Recent archaeological work by the Department of Culture and Tourism – Abu Dhabi (DCT) has significantly expanded knowledge of the Arabian Neolithic period in the UAE, particularly through excavations on the offshore islands of the Al Dhafra region of Abu Dhabi and along the northern UAE coastline.

The emergence of domestic architecture in the Early Neolithic is particularly well attested on the islands of Abu Dhabi Emirate. On Ghagha Island, excavations conducted between 2019 and 2024 by DCT Abu Dhabi have uncovered three successive Neolithic sites: GHG0014, GHG0063 and GHG0088. The site of GHG0014, radiocarbon dated to c. 6600–6500 cal. BCE, contains some of the earliest known stone-built structures in the Arabian Gulf region; trihedral tools are notably absent from the associated lithic assemblage. The site of GHG0088, dated to c. 6400–5400 cal. BCE, has yielded stone architecture, a human funerary deposit, marine shell tools, plaster vessels and a lithic industry consistent with a subsistence economy heavily reliant on marine resources. A hiatus in occupation attributed to aridification associated with the 8.2 kiloyear event separates the site's two main phases of use.

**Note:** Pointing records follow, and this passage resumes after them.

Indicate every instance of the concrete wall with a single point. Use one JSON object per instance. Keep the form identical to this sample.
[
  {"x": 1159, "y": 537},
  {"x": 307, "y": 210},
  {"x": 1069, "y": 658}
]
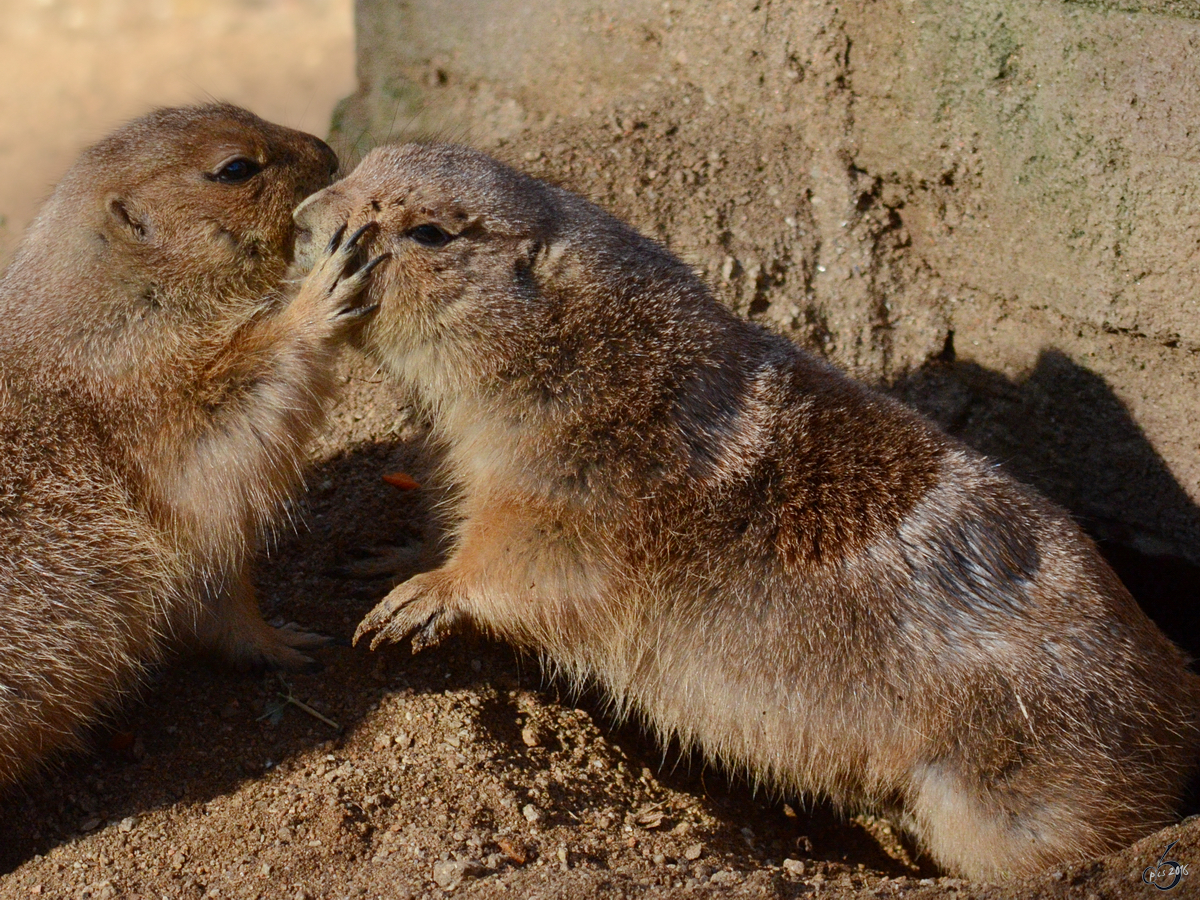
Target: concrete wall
[{"x": 990, "y": 207}]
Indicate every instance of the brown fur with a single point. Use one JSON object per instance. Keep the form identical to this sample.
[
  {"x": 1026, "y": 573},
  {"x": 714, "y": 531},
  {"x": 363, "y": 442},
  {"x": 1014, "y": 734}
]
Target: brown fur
[
  {"x": 773, "y": 563},
  {"x": 156, "y": 395}
]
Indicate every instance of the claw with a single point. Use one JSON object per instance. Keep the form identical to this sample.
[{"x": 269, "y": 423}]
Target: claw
[
  {"x": 335, "y": 241},
  {"x": 357, "y": 312}
]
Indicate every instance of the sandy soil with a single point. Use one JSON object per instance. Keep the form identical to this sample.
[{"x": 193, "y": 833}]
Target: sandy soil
[{"x": 462, "y": 771}]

On neighbouring Marawah Island, the settlement and funerary complex of MR11, radiocarbon dated to c. 5800–5500 BCE, comprises domestic stone-built structures including a tripartite house, multi-roomed structures and a mortuary complex. Excavations of the mortuary complex have revealed several Neolithic interments, including a primary Neolithic burial dated to c. 5700 cal. BCE, with at least five individuals recovered from a single cell and smaller dedicated burial chambers flanking the larger domestic rooms. MR11 has also produced early evidence of pearling in the Arabian Gulf, as well as an early Ubaid pottery vessel recovered in situ in the region — a jar dated to c. 5550 BCE, indicative of long-distance exchange networks extending to Mesopotamia.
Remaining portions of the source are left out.